I started getting real homemade even though I've always been very DIY and with this album everything was made in the basement, in my studio. I just like went in and if I was working with other people then I would just send them the track. I told them to send me things if they thought they were good and then if I liked it then I'd add it in. So it felt like I had more control over making the album.

Yeah, it must have been amazing to have less interference in the process.

Yeah, and then more collaborators because in normal times it would be strange for me to go to a studio every other day. But if I sent it tracks people and I'm like do something that you like and them I'm like I don’t like that, I like that then I just put it all together by myself.

“I started getting real homemade even though I've always been very DIY and with this album everything was made in the basement, in my studio.”

That’s so cool! In your writing process what tends to influence you, is it personal experiences?

Yeah. This is all like, personal experiences. I just realised my music is always about a bitch that got me fucked up or love. It's only about that, like Nont For Sale is about “bitch you gotta me fucked up” and then Come Meh Way is like “squishy squish I love you (come squish in my pussy come squish in me”. So I guess I tend to write either about love or hate? Yeah.

And I saw that on the visuals for this album you’re working with Augusta YR, she's amazing I love her work!

She's so weird. I love it.
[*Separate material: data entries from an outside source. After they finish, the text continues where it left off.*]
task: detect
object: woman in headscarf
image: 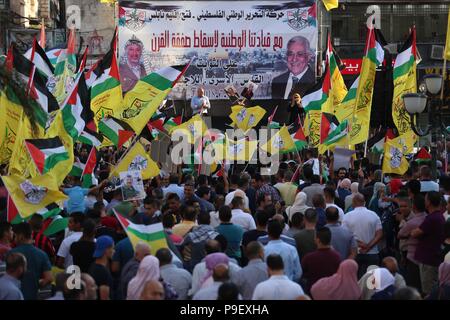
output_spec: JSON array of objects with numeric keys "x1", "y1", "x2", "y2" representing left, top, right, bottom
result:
[
  {"x1": 127, "y1": 256, "x2": 159, "y2": 300},
  {"x1": 286, "y1": 192, "x2": 309, "y2": 221},
  {"x1": 311, "y1": 259, "x2": 362, "y2": 300},
  {"x1": 345, "y1": 182, "x2": 359, "y2": 212},
  {"x1": 371, "y1": 268, "x2": 396, "y2": 300},
  {"x1": 337, "y1": 178, "x2": 352, "y2": 203},
  {"x1": 200, "y1": 252, "x2": 230, "y2": 288},
  {"x1": 426, "y1": 261, "x2": 450, "y2": 300}
]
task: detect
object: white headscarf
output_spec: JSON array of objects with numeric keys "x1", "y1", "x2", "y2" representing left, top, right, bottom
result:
[{"x1": 286, "y1": 192, "x2": 309, "y2": 221}]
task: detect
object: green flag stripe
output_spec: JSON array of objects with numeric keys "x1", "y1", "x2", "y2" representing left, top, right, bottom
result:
[
  {"x1": 98, "y1": 121, "x2": 119, "y2": 146},
  {"x1": 43, "y1": 152, "x2": 69, "y2": 173},
  {"x1": 141, "y1": 72, "x2": 172, "y2": 91},
  {"x1": 394, "y1": 55, "x2": 414, "y2": 79},
  {"x1": 91, "y1": 77, "x2": 120, "y2": 99},
  {"x1": 127, "y1": 227, "x2": 166, "y2": 241},
  {"x1": 305, "y1": 93, "x2": 328, "y2": 112}
]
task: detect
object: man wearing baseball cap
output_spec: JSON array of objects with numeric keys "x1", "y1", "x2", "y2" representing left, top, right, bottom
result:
[{"x1": 89, "y1": 236, "x2": 114, "y2": 300}]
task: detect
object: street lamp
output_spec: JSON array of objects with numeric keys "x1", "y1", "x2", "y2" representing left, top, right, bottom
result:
[{"x1": 402, "y1": 74, "x2": 449, "y2": 179}]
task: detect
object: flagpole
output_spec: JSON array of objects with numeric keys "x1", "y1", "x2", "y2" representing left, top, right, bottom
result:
[{"x1": 441, "y1": 57, "x2": 447, "y2": 101}]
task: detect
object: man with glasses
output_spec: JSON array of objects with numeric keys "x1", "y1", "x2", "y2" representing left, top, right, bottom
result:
[{"x1": 272, "y1": 36, "x2": 315, "y2": 99}]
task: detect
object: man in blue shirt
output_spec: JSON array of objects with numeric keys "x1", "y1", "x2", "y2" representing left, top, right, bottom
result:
[
  {"x1": 216, "y1": 206, "x2": 244, "y2": 261},
  {"x1": 0, "y1": 253, "x2": 27, "y2": 300},
  {"x1": 264, "y1": 220, "x2": 303, "y2": 281},
  {"x1": 191, "y1": 87, "x2": 211, "y2": 116},
  {"x1": 10, "y1": 222, "x2": 53, "y2": 300}
]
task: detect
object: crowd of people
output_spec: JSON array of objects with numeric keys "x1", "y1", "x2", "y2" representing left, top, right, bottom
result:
[{"x1": 0, "y1": 146, "x2": 450, "y2": 300}]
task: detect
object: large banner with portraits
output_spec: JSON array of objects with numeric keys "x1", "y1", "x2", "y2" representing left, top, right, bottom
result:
[{"x1": 119, "y1": 0, "x2": 317, "y2": 100}]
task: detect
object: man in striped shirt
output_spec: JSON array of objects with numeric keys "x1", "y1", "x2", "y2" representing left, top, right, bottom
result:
[{"x1": 30, "y1": 214, "x2": 56, "y2": 263}]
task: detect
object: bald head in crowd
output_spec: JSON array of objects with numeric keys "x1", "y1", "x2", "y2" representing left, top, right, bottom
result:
[
  {"x1": 134, "y1": 242, "x2": 152, "y2": 261},
  {"x1": 141, "y1": 280, "x2": 164, "y2": 300},
  {"x1": 213, "y1": 263, "x2": 230, "y2": 282},
  {"x1": 352, "y1": 193, "x2": 366, "y2": 208},
  {"x1": 382, "y1": 257, "x2": 398, "y2": 276}
]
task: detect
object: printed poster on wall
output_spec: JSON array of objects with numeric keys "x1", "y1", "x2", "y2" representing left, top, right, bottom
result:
[{"x1": 118, "y1": 0, "x2": 317, "y2": 100}]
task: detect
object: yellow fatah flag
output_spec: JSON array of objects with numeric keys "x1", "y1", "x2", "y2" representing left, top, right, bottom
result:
[
  {"x1": 109, "y1": 141, "x2": 159, "y2": 180},
  {"x1": 444, "y1": 8, "x2": 450, "y2": 60},
  {"x1": 322, "y1": 0, "x2": 339, "y2": 11},
  {"x1": 382, "y1": 137, "x2": 409, "y2": 175},
  {"x1": 169, "y1": 114, "x2": 208, "y2": 144},
  {"x1": 225, "y1": 138, "x2": 258, "y2": 161},
  {"x1": 118, "y1": 66, "x2": 186, "y2": 135},
  {"x1": 261, "y1": 126, "x2": 295, "y2": 154},
  {"x1": 230, "y1": 105, "x2": 266, "y2": 132},
  {"x1": 2, "y1": 173, "x2": 67, "y2": 219},
  {"x1": 45, "y1": 110, "x2": 75, "y2": 185},
  {"x1": 0, "y1": 87, "x2": 23, "y2": 164},
  {"x1": 8, "y1": 114, "x2": 45, "y2": 178}
]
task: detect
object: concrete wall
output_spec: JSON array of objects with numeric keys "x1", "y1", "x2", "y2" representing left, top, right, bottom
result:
[{"x1": 66, "y1": 0, "x2": 115, "y2": 64}]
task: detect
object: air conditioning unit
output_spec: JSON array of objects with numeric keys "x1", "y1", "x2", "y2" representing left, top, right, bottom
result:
[{"x1": 431, "y1": 45, "x2": 444, "y2": 60}]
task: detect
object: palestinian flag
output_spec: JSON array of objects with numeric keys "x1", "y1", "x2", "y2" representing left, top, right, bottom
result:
[
  {"x1": 52, "y1": 29, "x2": 78, "y2": 103},
  {"x1": 322, "y1": 33, "x2": 347, "y2": 113},
  {"x1": 69, "y1": 160, "x2": 86, "y2": 177},
  {"x1": 392, "y1": 27, "x2": 417, "y2": 135},
  {"x1": 302, "y1": 68, "x2": 330, "y2": 147},
  {"x1": 164, "y1": 116, "x2": 182, "y2": 132},
  {"x1": 42, "y1": 215, "x2": 69, "y2": 237},
  {"x1": 6, "y1": 194, "x2": 23, "y2": 224},
  {"x1": 25, "y1": 38, "x2": 55, "y2": 79},
  {"x1": 81, "y1": 147, "x2": 97, "y2": 188},
  {"x1": 45, "y1": 48, "x2": 64, "y2": 68},
  {"x1": 113, "y1": 209, "x2": 168, "y2": 252},
  {"x1": 36, "y1": 203, "x2": 62, "y2": 219},
  {"x1": 335, "y1": 76, "x2": 359, "y2": 122},
  {"x1": 267, "y1": 106, "x2": 281, "y2": 129},
  {"x1": 322, "y1": 118, "x2": 348, "y2": 146},
  {"x1": 8, "y1": 46, "x2": 59, "y2": 121},
  {"x1": 25, "y1": 137, "x2": 69, "y2": 174},
  {"x1": 98, "y1": 117, "x2": 134, "y2": 148},
  {"x1": 349, "y1": 28, "x2": 387, "y2": 144},
  {"x1": 320, "y1": 112, "x2": 339, "y2": 143},
  {"x1": 91, "y1": 28, "x2": 123, "y2": 122},
  {"x1": 61, "y1": 72, "x2": 88, "y2": 141},
  {"x1": 119, "y1": 64, "x2": 189, "y2": 134},
  {"x1": 78, "y1": 127, "x2": 103, "y2": 147},
  {"x1": 415, "y1": 147, "x2": 431, "y2": 164}
]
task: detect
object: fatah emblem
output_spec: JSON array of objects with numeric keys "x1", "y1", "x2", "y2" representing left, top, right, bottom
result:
[
  {"x1": 272, "y1": 136, "x2": 284, "y2": 149},
  {"x1": 188, "y1": 123, "x2": 197, "y2": 137},
  {"x1": 47, "y1": 75, "x2": 59, "y2": 93},
  {"x1": 128, "y1": 155, "x2": 148, "y2": 171},
  {"x1": 125, "y1": 9, "x2": 145, "y2": 31},
  {"x1": 236, "y1": 108, "x2": 247, "y2": 122},
  {"x1": 287, "y1": 8, "x2": 309, "y2": 31},
  {"x1": 20, "y1": 180, "x2": 48, "y2": 204},
  {"x1": 248, "y1": 114, "x2": 256, "y2": 127},
  {"x1": 389, "y1": 147, "x2": 403, "y2": 168},
  {"x1": 122, "y1": 98, "x2": 146, "y2": 119}
]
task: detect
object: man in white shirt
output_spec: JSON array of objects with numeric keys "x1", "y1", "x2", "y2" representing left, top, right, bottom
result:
[
  {"x1": 420, "y1": 166, "x2": 439, "y2": 193},
  {"x1": 342, "y1": 193, "x2": 383, "y2": 278},
  {"x1": 191, "y1": 87, "x2": 211, "y2": 116},
  {"x1": 231, "y1": 196, "x2": 256, "y2": 231},
  {"x1": 192, "y1": 264, "x2": 229, "y2": 300},
  {"x1": 56, "y1": 212, "x2": 85, "y2": 269},
  {"x1": 163, "y1": 174, "x2": 184, "y2": 199},
  {"x1": 323, "y1": 187, "x2": 344, "y2": 223},
  {"x1": 225, "y1": 177, "x2": 250, "y2": 210},
  {"x1": 252, "y1": 254, "x2": 304, "y2": 300},
  {"x1": 188, "y1": 240, "x2": 241, "y2": 296}
]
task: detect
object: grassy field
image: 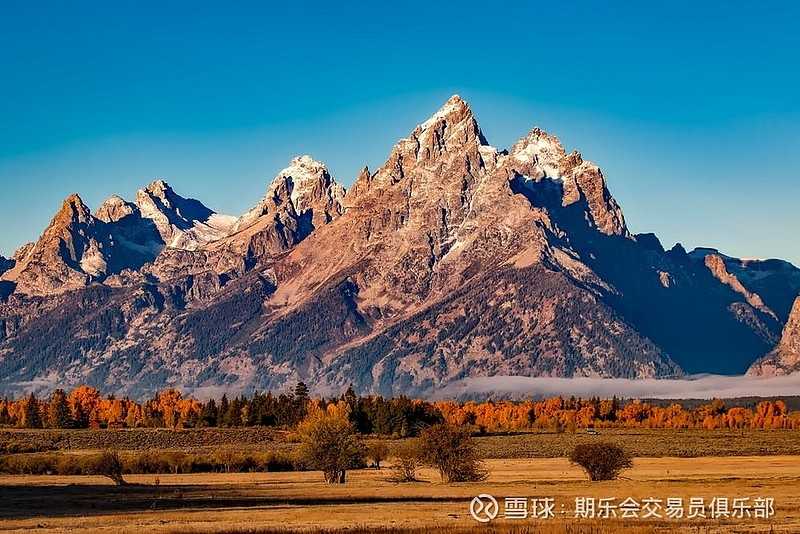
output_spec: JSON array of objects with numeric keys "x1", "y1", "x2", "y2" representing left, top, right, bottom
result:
[
  {"x1": 0, "y1": 427, "x2": 800, "y2": 458},
  {"x1": 0, "y1": 429, "x2": 800, "y2": 534},
  {"x1": 0, "y1": 456, "x2": 800, "y2": 533}
]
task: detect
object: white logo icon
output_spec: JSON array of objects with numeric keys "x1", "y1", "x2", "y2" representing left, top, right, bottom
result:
[{"x1": 469, "y1": 493, "x2": 500, "y2": 523}]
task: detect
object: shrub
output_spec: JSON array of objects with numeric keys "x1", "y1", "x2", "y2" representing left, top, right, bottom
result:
[
  {"x1": 419, "y1": 423, "x2": 489, "y2": 482},
  {"x1": 297, "y1": 401, "x2": 367, "y2": 484},
  {"x1": 368, "y1": 441, "x2": 389, "y2": 469},
  {"x1": 569, "y1": 441, "x2": 633, "y2": 481},
  {"x1": 92, "y1": 450, "x2": 127, "y2": 486},
  {"x1": 388, "y1": 441, "x2": 420, "y2": 482}
]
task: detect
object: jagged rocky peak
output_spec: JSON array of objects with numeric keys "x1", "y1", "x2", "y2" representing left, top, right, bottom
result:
[
  {"x1": 45, "y1": 193, "x2": 94, "y2": 233},
  {"x1": 747, "y1": 296, "x2": 800, "y2": 376},
  {"x1": 411, "y1": 95, "x2": 488, "y2": 155},
  {"x1": 0, "y1": 256, "x2": 14, "y2": 275},
  {"x1": 348, "y1": 95, "x2": 498, "y2": 205},
  {"x1": 94, "y1": 195, "x2": 139, "y2": 223},
  {"x1": 504, "y1": 128, "x2": 630, "y2": 237},
  {"x1": 3, "y1": 194, "x2": 106, "y2": 295},
  {"x1": 134, "y1": 180, "x2": 236, "y2": 250},
  {"x1": 509, "y1": 127, "x2": 564, "y2": 180},
  {"x1": 232, "y1": 155, "x2": 345, "y2": 237}
]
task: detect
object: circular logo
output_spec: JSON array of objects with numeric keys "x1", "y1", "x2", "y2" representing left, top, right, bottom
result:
[{"x1": 469, "y1": 493, "x2": 500, "y2": 523}]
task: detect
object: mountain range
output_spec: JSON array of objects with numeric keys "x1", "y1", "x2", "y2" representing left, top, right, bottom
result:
[{"x1": 0, "y1": 96, "x2": 800, "y2": 397}]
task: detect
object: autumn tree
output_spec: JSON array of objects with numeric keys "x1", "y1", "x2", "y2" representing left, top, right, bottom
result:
[
  {"x1": 419, "y1": 423, "x2": 489, "y2": 482},
  {"x1": 67, "y1": 386, "x2": 101, "y2": 428},
  {"x1": 47, "y1": 389, "x2": 72, "y2": 428},
  {"x1": 297, "y1": 401, "x2": 367, "y2": 484},
  {"x1": 368, "y1": 441, "x2": 389, "y2": 469}
]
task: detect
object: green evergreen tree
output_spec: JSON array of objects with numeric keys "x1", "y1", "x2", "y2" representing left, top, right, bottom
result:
[
  {"x1": 47, "y1": 389, "x2": 73, "y2": 428},
  {"x1": 23, "y1": 392, "x2": 42, "y2": 428}
]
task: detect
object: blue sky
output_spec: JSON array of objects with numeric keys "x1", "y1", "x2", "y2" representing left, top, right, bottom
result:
[{"x1": 0, "y1": 0, "x2": 800, "y2": 264}]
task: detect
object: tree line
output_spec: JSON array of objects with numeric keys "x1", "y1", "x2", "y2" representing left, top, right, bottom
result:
[{"x1": 0, "y1": 382, "x2": 800, "y2": 438}]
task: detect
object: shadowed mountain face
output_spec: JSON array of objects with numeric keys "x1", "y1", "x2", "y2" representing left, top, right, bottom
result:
[{"x1": 0, "y1": 96, "x2": 800, "y2": 396}]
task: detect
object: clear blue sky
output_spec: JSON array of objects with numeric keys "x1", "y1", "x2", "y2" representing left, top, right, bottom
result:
[{"x1": 0, "y1": 0, "x2": 800, "y2": 264}]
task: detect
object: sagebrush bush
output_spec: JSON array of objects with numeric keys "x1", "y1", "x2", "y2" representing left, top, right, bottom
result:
[
  {"x1": 418, "y1": 423, "x2": 489, "y2": 482},
  {"x1": 569, "y1": 441, "x2": 633, "y2": 481}
]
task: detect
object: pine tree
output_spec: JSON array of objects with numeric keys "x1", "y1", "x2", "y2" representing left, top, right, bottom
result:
[
  {"x1": 47, "y1": 389, "x2": 72, "y2": 428},
  {"x1": 22, "y1": 392, "x2": 42, "y2": 428}
]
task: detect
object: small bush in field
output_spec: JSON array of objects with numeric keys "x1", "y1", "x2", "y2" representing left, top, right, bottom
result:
[
  {"x1": 419, "y1": 423, "x2": 489, "y2": 483},
  {"x1": 388, "y1": 441, "x2": 421, "y2": 482},
  {"x1": 569, "y1": 441, "x2": 633, "y2": 481},
  {"x1": 92, "y1": 450, "x2": 127, "y2": 486}
]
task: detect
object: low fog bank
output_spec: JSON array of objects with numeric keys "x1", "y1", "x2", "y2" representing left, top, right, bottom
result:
[{"x1": 433, "y1": 374, "x2": 800, "y2": 400}]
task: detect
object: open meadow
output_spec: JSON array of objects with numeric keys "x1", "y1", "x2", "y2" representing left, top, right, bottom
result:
[{"x1": 0, "y1": 430, "x2": 800, "y2": 534}]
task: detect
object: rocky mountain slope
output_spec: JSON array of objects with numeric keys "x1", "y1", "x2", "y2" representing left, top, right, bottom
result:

When I saw the treatment, I was just like not that one thing because that shit makes me feel weird, but the rest of the whole thing yeah let’s do it! There was like one scene where there were just like hella eyeballs everywhere. I was like I can’t. I think I have trypophobia, fear of holes. I was like it’s crazy, fuck the eyes but I'm doing it!

So where are you headed after this? Are you staying around in London for a bit?

I'm leaving tomorrow morning going to Stockholm! I'm doing all the festival runs and I'm just practicing what my homecoming tour set is going to be like. I'm using this time to figure things out and practice.

Yeah, I feel like it's actually quite nice practice space because sometimes at festivals you might have people in the crowd who don’t know your music as well and you have to win them over.

Right! So I start to know what hits or not.

I thought that was so impressive earlier when you were playing at 4pm but everyone was so into it even though they might’ve just arrived.

People are just like not ready to turn up yet! But I felt like I was getting them like I was awaking them. It was fun and I'm trying to have more fun!